I feel that the pain is much greater than most people expect. This crisis is huge and has many compounding problems that make it difficult to see any way out. This is probably the event that equalizes the world in terms of wages and standard of living. America can no longer just keep borrowing and outsourcing to maintain a higher standard of living than everyone else. We need to suck it up, foreclose, file for bankruptcy, work for less and start building stuff again.
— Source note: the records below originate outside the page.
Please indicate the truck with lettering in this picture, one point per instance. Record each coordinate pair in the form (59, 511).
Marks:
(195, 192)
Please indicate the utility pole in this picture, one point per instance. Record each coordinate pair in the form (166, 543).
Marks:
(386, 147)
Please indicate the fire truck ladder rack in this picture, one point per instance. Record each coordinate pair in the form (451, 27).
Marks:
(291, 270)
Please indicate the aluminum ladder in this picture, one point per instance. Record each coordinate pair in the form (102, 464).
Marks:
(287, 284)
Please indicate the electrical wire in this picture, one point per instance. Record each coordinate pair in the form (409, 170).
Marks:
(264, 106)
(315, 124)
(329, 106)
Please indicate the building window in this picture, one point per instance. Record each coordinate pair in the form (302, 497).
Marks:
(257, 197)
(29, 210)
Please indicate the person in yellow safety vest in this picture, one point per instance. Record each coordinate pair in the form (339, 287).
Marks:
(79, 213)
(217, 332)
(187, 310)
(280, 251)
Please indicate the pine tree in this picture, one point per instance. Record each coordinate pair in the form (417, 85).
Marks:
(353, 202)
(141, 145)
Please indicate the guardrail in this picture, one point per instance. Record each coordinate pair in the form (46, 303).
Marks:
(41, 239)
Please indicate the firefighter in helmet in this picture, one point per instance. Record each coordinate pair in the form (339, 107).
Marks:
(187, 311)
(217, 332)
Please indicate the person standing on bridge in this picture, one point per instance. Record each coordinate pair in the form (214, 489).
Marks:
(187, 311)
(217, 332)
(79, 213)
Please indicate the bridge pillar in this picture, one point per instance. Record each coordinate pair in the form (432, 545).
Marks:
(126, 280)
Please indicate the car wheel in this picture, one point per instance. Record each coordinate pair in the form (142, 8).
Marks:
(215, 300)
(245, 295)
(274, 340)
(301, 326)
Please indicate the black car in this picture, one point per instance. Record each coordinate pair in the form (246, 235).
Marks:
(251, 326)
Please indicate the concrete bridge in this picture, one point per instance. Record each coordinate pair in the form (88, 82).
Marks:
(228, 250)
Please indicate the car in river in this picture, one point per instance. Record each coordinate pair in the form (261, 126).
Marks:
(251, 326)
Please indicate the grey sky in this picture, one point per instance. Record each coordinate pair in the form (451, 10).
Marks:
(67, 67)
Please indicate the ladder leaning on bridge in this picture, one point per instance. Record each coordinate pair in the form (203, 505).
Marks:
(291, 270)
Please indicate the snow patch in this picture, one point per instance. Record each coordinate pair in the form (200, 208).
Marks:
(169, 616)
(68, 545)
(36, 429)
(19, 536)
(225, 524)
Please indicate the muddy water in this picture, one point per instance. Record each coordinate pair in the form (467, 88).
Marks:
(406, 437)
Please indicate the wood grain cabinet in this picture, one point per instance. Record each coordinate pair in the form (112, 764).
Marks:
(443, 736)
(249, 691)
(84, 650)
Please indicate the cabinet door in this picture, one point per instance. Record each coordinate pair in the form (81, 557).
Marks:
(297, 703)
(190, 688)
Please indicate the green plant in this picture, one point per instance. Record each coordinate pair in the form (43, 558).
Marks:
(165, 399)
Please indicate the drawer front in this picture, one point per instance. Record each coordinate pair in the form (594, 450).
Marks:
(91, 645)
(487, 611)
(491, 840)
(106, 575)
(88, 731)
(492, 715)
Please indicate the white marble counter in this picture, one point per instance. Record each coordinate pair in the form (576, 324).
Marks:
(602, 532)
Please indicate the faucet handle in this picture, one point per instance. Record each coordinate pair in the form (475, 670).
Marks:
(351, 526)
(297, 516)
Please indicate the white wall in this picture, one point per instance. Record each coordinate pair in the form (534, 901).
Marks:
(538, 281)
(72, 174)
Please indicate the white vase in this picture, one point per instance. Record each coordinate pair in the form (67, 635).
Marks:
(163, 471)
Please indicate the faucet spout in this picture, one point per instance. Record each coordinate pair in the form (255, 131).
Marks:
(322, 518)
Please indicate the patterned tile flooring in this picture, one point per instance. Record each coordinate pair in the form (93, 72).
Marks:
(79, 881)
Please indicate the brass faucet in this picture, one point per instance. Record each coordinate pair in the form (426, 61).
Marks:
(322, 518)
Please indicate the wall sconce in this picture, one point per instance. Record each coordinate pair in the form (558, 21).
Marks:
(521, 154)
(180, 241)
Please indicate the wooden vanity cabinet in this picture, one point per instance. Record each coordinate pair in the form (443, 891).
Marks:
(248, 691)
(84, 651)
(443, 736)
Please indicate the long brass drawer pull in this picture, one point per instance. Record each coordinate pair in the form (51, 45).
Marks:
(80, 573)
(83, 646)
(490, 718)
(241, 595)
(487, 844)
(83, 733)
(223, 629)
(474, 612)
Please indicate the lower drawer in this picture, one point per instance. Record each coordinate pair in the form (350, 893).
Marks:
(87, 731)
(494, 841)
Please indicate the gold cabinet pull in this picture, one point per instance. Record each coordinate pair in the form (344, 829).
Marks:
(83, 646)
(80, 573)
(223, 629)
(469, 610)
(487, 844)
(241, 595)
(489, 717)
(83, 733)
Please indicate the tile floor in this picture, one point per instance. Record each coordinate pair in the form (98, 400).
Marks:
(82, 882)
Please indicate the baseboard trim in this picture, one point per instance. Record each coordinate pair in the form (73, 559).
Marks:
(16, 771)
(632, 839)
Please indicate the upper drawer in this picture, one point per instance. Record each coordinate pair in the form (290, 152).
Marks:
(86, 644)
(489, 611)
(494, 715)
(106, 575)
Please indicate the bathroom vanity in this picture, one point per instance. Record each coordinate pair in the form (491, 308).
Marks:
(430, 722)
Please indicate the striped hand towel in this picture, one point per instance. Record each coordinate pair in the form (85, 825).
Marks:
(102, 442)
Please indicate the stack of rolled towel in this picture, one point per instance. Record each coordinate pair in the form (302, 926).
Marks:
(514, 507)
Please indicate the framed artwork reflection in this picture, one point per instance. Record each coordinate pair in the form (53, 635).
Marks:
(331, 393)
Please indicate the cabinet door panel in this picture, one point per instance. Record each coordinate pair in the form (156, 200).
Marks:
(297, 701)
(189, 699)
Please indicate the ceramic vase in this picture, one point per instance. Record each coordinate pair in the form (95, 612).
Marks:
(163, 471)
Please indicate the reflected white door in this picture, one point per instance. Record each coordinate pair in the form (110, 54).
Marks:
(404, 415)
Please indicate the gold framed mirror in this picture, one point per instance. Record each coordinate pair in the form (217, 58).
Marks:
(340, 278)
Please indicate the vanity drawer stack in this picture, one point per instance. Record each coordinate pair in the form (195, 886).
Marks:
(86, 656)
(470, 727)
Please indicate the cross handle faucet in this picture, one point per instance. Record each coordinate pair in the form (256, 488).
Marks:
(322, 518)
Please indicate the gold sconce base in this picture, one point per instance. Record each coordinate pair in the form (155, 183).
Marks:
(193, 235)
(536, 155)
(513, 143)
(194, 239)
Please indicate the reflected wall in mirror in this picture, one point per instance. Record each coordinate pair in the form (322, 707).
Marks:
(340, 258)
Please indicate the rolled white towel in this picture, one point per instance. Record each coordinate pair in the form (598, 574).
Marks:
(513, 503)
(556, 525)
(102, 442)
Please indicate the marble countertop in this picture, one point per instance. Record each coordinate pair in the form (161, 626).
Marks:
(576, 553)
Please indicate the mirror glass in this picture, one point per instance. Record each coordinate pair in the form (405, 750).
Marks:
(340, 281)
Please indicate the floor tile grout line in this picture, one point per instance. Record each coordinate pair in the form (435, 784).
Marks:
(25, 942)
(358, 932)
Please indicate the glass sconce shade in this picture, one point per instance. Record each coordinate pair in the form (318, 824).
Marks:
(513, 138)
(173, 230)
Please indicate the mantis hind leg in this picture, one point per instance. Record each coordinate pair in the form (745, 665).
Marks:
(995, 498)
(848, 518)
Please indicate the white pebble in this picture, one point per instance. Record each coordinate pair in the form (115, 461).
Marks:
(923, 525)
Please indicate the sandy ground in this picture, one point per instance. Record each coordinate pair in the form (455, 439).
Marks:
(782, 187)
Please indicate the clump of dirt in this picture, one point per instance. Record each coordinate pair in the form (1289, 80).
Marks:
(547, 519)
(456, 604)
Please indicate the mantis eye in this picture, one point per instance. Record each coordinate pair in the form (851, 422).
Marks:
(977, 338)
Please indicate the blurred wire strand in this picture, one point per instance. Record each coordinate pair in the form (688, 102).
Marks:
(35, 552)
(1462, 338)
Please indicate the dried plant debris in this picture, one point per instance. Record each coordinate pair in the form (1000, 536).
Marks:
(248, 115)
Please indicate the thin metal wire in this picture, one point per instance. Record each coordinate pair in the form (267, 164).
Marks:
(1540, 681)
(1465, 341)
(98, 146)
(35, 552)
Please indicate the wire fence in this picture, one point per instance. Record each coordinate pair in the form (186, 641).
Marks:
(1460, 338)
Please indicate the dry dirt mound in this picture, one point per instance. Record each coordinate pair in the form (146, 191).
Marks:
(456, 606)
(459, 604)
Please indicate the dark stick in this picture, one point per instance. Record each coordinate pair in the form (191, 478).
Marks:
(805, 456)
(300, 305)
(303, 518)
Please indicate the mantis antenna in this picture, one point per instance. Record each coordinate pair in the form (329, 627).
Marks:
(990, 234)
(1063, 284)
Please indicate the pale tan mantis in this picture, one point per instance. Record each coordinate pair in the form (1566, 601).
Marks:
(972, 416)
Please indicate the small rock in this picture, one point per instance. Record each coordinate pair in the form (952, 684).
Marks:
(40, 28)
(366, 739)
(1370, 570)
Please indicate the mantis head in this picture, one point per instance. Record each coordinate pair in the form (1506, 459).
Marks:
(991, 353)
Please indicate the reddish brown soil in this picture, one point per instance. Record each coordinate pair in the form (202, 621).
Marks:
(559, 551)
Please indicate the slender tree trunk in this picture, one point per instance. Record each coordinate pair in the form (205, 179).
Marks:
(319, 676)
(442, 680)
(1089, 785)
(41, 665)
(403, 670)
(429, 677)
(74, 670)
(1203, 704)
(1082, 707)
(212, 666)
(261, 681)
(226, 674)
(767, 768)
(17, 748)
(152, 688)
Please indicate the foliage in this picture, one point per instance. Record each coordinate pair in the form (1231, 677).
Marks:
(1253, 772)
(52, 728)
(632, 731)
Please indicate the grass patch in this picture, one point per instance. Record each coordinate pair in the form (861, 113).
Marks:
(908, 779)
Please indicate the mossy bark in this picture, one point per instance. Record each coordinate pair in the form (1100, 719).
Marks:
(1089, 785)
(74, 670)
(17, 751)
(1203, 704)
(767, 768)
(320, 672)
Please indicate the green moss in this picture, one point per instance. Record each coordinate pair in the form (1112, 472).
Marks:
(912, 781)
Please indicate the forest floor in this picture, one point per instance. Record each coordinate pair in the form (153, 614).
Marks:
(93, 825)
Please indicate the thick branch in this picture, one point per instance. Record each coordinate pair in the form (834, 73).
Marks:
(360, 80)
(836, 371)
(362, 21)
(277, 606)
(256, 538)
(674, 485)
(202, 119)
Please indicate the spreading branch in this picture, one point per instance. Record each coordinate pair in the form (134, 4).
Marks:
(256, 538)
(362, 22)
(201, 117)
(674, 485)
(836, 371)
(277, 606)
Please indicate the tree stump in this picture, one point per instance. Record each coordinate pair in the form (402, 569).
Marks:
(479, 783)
Consumers will spend less because…wait for it…they have less money. In Montgomery county Maryland you can look up real estate transactions on the innertubes:
Two years ago a house on my row of townhouses went for 350,000K, which was incredible. Now, the townhouse next to me went for 175,000K – no more HELOC, no more spending
There are WAY too many people looking for clues into what will happen next by looking at the 2001 or 1990-91 recessions. This one will not be anything at all like either of those. Unemployment and lost output will be more similar to 1973-75 and 1980-82, but the similarities end there as those were inflationary recessions. I honestly don’t know what to expect. Judging by the behavior of the authorities, the similarities to 1990’s Japan are most striking, but even so, there are significant differences (savings rate, trade balance, institutions/culture).
Man, I was feeling fine until I read the article and all these comments! Good thing my office is on the first floor(for Europeans that’s the ground floor, just kidding). Nobody seems to agree what will happen next year, if it will be Armageddon or just a severe recession. I’m depressed!
If the current high level layoffs keep occuring then the two income family is in trouble and it woun’t take long for the banking idustry to reprice credit risk for sectors getting hit. The idea that the American consumer can forge ahead and maintain high levels of durable good consumption keeping Germany,china,South Korea and Japan in the black while pushing up GDP at home is a joke.. a bad joke
Somewhat off topic:
I am certainly glad that the developed nations of the world are going to cooperate to solve the cross border financial debacle. If this isn’t a trade war, what would one look like? Does this mean the ‘strong dollar policy’ is dead. :)
‘China to Print Money to Combat Slowdown’
‘China will increase its money supply by 17 percent next year, the Cabinet said in a statement on its Web site. It said that would be 3 to 4 percentage points above the total growth of economic output and consumer prices.’
‘Beggar Thy Neighbor tactics are a hallmark of deflationary times. When and how this madness ends no one knows.’
Thanks to Mish…
Hi Lineup32. It looks as if China is gearing up to sell stuff cheaper than ever. Even if we are all unemployed maybe we can still get plastic Chinese crap for a buck at the Dollar Store.
This is going to get crazy. Every producing country is racing to get their currency to the bottom first. Maybe prices on imports will go negative and stores will pay consumers to take it home? Send in the cupon from the carton and the producer will send a check in the mail? :)
Aint globalization great?
Man, it took these economist a year to finally admit an L shaped recession. I remember last time this year people are talking about a V, then a W, then a U, and finally we got the L. Frankly I think most investors know their shit better than the economists.